Ты так красиво о нем пишешь, с таким теплом, нежностью и любовью. Но мне чудится, что тонкая пелена грусти обволакивает твои слова. Как тебе удается так непринужденно говорить о том, что вы, без сомнения, показались бы мне странной парой и что даже самые близкие вам люди не всегда понимают, что вас связывает? А ты, напротив, рада, что только вам двоим это известно.
Но как защемило мне сердце, когда ты написала, что тридцать лет назад он зарабатывал на жизнь исполнением народных песен в пабах Шотландии – и то были самые счастливые дни в его жизни.
Если самые счастливые годы Майи будут не со мной, я сочту это своим самым страшным провалом, настоящим поражением.
Но, кстати, Майя несчастна сейчас. Уже несколько месяцев. Она говорит, что, может, это из-за работы – ну сколько можно сохранять оптимизм, исследуя иммунную систему человека. Но нам обоим прекрасно известно, что дело не только в этом. Она печальна, не может сосредоточиться, витает в облаке меланхолии, а я в данный момент ничем не могу ей помочь. Сам себя не понимаю. Подожди меня немного, Майя.
Что промелькнуло вдруг у меня в памяти, пока я —
Мне восемь, я еду в школу на автобусе в семь утра. По радио передают интервью с Артуром Рубинштейном (прежде я никогда не слышал о нем) по случаю его дня рождения. Кто-то спрашивает, что он думает о своей жизни, и он отвечает: «Я самый счастливый человек из всех, кого я встречал». Помню, как я огляделся вокруг – удивленно, почти испуганно. Ты же знаешь, как выглядят люди, которые в семь часов утра едут на работу в автобусе – а он осмелился произнести такое слово, так свободно…
Это произошло где-то в канун Рош а-Шана[25], а на Рош а-Шана всегда сообщают, сколько в Израиле теперь жителей. И я помню, как с жаром подумал: на три миллиона должен быть хотя бы один счастливый человек, и этим человеком хочу стать я! (А всего неделю спустя уже лежал в родительском сарае, крепко затянув на груди ремень…)
Сейчас начал перечитывать «На маяк». Просто так, какой-то странный порыв перемешать две печали в одну и, может быть, немного утешиться.

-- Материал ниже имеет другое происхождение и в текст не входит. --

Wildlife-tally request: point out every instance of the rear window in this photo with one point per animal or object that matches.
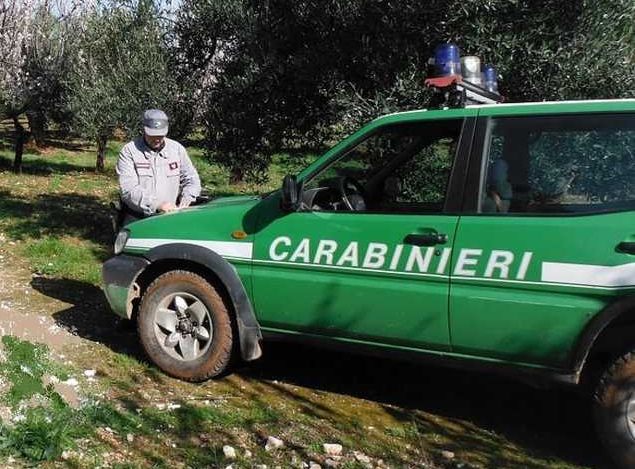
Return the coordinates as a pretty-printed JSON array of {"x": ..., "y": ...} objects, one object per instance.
[{"x": 561, "y": 163}]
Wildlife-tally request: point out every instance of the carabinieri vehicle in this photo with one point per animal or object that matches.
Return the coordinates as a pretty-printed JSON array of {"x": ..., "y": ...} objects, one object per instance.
[{"x": 498, "y": 235}]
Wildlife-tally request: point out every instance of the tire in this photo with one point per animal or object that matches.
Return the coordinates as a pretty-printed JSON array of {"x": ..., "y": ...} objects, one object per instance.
[
  {"x": 184, "y": 327},
  {"x": 614, "y": 410}
]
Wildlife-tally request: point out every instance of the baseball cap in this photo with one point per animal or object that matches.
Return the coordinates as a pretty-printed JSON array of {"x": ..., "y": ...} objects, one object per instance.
[{"x": 155, "y": 122}]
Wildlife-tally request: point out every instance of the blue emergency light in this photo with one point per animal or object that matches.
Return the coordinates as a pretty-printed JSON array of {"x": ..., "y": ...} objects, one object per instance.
[{"x": 457, "y": 81}]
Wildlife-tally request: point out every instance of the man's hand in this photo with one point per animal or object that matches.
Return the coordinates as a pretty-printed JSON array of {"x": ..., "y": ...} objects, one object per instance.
[
  {"x": 185, "y": 203},
  {"x": 166, "y": 207}
]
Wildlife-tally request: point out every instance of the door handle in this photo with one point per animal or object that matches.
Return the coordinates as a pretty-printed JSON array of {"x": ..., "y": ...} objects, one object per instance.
[
  {"x": 626, "y": 246},
  {"x": 426, "y": 239}
]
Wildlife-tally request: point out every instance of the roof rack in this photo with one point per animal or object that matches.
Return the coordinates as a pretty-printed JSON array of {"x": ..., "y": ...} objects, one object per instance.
[{"x": 452, "y": 91}]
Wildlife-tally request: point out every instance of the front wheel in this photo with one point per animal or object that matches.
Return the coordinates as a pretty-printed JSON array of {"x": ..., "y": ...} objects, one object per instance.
[
  {"x": 184, "y": 326},
  {"x": 614, "y": 410}
]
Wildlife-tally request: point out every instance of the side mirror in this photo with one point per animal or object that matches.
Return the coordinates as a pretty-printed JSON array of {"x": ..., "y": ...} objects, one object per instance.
[{"x": 290, "y": 200}]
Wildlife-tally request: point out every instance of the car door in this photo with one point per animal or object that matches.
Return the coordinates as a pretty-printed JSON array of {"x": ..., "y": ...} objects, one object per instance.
[
  {"x": 531, "y": 273},
  {"x": 367, "y": 257}
]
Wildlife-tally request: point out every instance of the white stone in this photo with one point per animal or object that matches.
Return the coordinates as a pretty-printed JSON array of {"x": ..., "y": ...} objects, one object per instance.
[
  {"x": 71, "y": 382},
  {"x": 361, "y": 457},
  {"x": 273, "y": 443},
  {"x": 332, "y": 449},
  {"x": 229, "y": 452}
]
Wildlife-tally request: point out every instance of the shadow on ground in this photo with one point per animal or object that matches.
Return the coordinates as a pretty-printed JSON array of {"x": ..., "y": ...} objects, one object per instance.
[
  {"x": 84, "y": 216},
  {"x": 89, "y": 315},
  {"x": 546, "y": 424}
]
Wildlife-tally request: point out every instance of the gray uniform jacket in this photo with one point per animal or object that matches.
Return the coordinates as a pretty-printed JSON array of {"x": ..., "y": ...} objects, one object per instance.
[{"x": 148, "y": 178}]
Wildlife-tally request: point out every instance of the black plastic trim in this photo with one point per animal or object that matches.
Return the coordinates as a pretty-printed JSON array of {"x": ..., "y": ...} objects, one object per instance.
[
  {"x": 537, "y": 377},
  {"x": 248, "y": 327},
  {"x": 121, "y": 270},
  {"x": 456, "y": 184},
  {"x": 595, "y": 327}
]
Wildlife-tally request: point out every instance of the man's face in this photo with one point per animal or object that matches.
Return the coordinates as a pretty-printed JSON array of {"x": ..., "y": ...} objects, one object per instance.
[{"x": 154, "y": 141}]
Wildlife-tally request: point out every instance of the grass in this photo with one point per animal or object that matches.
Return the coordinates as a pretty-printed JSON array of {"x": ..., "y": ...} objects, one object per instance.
[{"x": 54, "y": 219}]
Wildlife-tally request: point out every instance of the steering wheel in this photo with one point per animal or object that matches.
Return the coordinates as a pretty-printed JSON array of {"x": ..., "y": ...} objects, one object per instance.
[{"x": 352, "y": 193}]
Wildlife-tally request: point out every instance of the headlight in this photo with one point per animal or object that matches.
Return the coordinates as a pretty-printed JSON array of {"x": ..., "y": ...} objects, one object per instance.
[{"x": 120, "y": 241}]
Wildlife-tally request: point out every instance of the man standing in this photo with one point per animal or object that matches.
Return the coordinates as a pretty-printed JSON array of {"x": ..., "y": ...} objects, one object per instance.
[{"x": 155, "y": 172}]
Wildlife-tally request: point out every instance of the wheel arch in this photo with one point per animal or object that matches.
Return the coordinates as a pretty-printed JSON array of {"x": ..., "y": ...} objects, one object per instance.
[
  {"x": 607, "y": 336},
  {"x": 216, "y": 270}
]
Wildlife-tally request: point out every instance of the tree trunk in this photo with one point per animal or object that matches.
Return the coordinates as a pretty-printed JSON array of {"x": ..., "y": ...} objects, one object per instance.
[
  {"x": 101, "y": 150},
  {"x": 37, "y": 123},
  {"x": 21, "y": 137}
]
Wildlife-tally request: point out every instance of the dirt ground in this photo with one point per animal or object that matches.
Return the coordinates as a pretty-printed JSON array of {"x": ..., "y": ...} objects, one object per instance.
[{"x": 73, "y": 318}]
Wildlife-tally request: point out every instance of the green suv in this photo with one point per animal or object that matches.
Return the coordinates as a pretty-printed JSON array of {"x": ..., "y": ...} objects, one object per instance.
[{"x": 500, "y": 236}]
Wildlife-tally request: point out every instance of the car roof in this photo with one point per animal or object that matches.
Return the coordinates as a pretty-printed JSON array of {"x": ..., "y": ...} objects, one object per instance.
[{"x": 515, "y": 109}]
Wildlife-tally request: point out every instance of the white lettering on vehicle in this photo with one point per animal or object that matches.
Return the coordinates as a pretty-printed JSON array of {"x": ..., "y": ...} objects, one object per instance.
[
  {"x": 469, "y": 262},
  {"x": 466, "y": 259},
  {"x": 273, "y": 254}
]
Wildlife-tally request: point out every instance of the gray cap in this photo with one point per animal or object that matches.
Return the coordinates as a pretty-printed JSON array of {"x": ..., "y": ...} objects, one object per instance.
[{"x": 155, "y": 122}]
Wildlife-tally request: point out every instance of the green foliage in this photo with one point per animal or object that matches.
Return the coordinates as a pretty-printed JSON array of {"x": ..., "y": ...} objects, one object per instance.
[
  {"x": 303, "y": 73},
  {"x": 123, "y": 66}
]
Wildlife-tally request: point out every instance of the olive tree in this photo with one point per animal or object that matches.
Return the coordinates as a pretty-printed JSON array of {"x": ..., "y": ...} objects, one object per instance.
[
  {"x": 121, "y": 67},
  {"x": 36, "y": 38},
  {"x": 16, "y": 27},
  {"x": 287, "y": 73}
]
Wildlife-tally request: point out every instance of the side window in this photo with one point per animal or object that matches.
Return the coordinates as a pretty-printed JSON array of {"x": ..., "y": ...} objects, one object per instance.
[
  {"x": 401, "y": 168},
  {"x": 560, "y": 164}
]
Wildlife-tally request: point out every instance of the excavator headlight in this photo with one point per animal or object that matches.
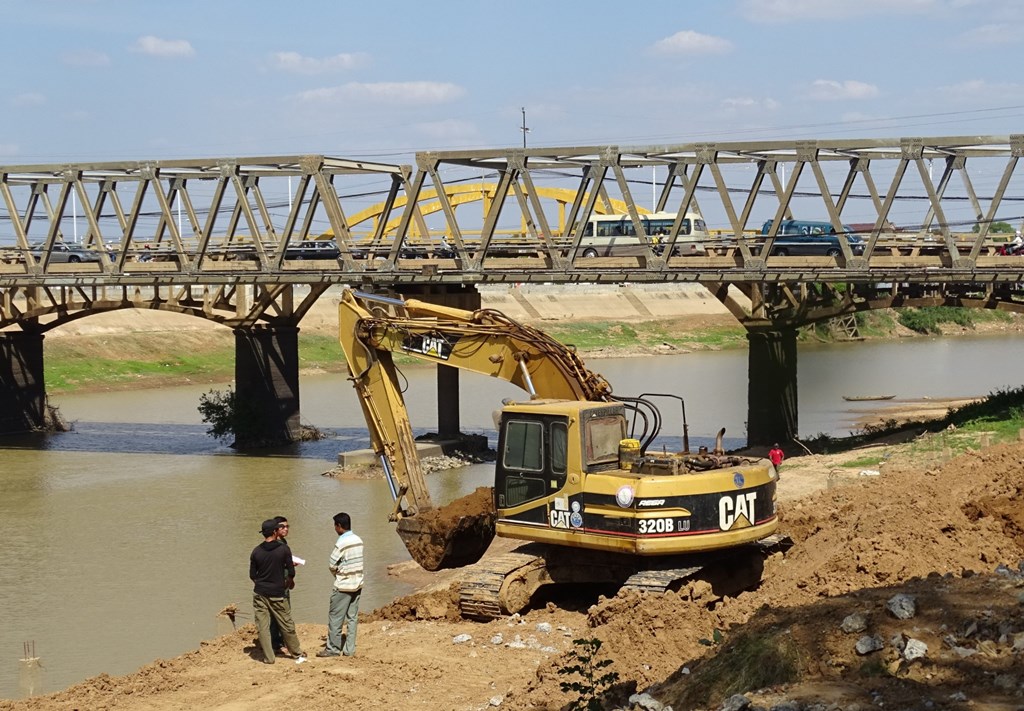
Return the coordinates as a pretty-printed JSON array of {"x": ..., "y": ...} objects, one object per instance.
[{"x": 624, "y": 497}]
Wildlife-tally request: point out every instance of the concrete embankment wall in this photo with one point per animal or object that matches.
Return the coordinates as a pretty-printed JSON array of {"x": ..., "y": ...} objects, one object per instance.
[{"x": 599, "y": 301}]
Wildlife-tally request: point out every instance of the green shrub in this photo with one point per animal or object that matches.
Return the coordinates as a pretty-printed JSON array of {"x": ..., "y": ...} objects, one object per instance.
[
  {"x": 587, "y": 681},
  {"x": 929, "y": 319}
]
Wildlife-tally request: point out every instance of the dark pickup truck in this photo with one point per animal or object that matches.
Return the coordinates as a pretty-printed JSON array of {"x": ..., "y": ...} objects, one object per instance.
[{"x": 312, "y": 249}]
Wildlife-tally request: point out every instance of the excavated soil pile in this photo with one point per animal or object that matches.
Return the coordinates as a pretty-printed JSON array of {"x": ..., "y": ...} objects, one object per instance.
[{"x": 824, "y": 627}]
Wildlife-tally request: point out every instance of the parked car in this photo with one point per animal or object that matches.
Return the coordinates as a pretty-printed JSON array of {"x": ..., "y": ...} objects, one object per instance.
[
  {"x": 312, "y": 249},
  {"x": 62, "y": 252},
  {"x": 811, "y": 239}
]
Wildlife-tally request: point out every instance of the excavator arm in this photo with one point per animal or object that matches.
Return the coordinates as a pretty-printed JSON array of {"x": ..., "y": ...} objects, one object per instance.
[{"x": 374, "y": 327}]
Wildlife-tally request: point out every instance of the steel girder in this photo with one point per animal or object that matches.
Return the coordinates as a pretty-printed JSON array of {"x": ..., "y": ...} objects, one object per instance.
[{"x": 213, "y": 226}]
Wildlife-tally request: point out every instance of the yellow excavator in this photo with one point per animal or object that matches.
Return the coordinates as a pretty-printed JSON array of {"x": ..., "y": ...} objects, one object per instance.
[{"x": 573, "y": 473}]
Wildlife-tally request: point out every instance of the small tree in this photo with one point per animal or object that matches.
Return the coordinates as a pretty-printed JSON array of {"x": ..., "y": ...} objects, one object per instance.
[
  {"x": 591, "y": 684},
  {"x": 227, "y": 416}
]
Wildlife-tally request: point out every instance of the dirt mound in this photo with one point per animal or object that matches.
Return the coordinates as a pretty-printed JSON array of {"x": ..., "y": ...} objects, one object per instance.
[
  {"x": 934, "y": 535},
  {"x": 452, "y": 536},
  {"x": 962, "y": 519}
]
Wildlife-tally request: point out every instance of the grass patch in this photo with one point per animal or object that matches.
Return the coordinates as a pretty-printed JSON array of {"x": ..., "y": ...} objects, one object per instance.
[
  {"x": 997, "y": 418},
  {"x": 146, "y": 360},
  {"x": 751, "y": 661},
  {"x": 605, "y": 334}
]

Не утешает. Наоборот. А самое тяжелое в том, что мне не с кем разделить своих чувств. Купил «Концерт № 2» Рахманинова и переслушиваю его вновь и вновь. Музыка идет мне на пользу.
Я.
«Стоит только крикнуть погромче, и миссис Рэмзи окажется тут. «Миссис Рэмзи! – сказала Лили Бриско вслух. – Миссис Рэмзи!» – Слезы текли у нее по щекам». (страница 187)
Я.
Еще немного, хорошо?
Много лет назад я придумал специальный зрительный тест для каждой женщины, которая мне приглянется, чтобы определить, кто же станет «женщиной моей жизни». Я думал, что мы должны смотреть друг другу в глаза, подходя все ближе, ближе и еще ближе… Пока мой глаз не коснется ее – коснется по-настоящему, не только ресницами, не только веками, – соприкоснутся глаза, зрачки и все жидкости. Тут, конечно, выступят слезы – так устроен человеческий организм, – но мы не уступим ему, оказав неповиновение рефлексам и бюрократии наших тел. И так до тех пор, пока сквозь слезы и боль не проявятся осколки самых туманных, самых потаенных образов, хранящихся в наших душах. Каждый из нас должен увидеть в другом его вывихи – вот чего я хочу сейчас. Чтобы мы увидели тьму друг друга. Почему бы и нет? Зачем себя ограничивать, Мириам? Почему бы хоть раз в жизни не заплакать слезами другого человека?
14.9
ЗДРАВСТВУЙ!
Просто здравствуй.
Плохо, что я способен писать тебе только в тот момент, когда умираю от усталости (кто, черт возьми, придумал правила этой жизни?). В целом меня начинает утомлять эта суматоха. И не только меня. Майю тоже, и почти всех, с кем я встречаюсь. В основном – людей нашего возраста. Работа, дети. Времени ни на что не хватает. Даже ты от нее подустала, да, ты, Сама Неспешность…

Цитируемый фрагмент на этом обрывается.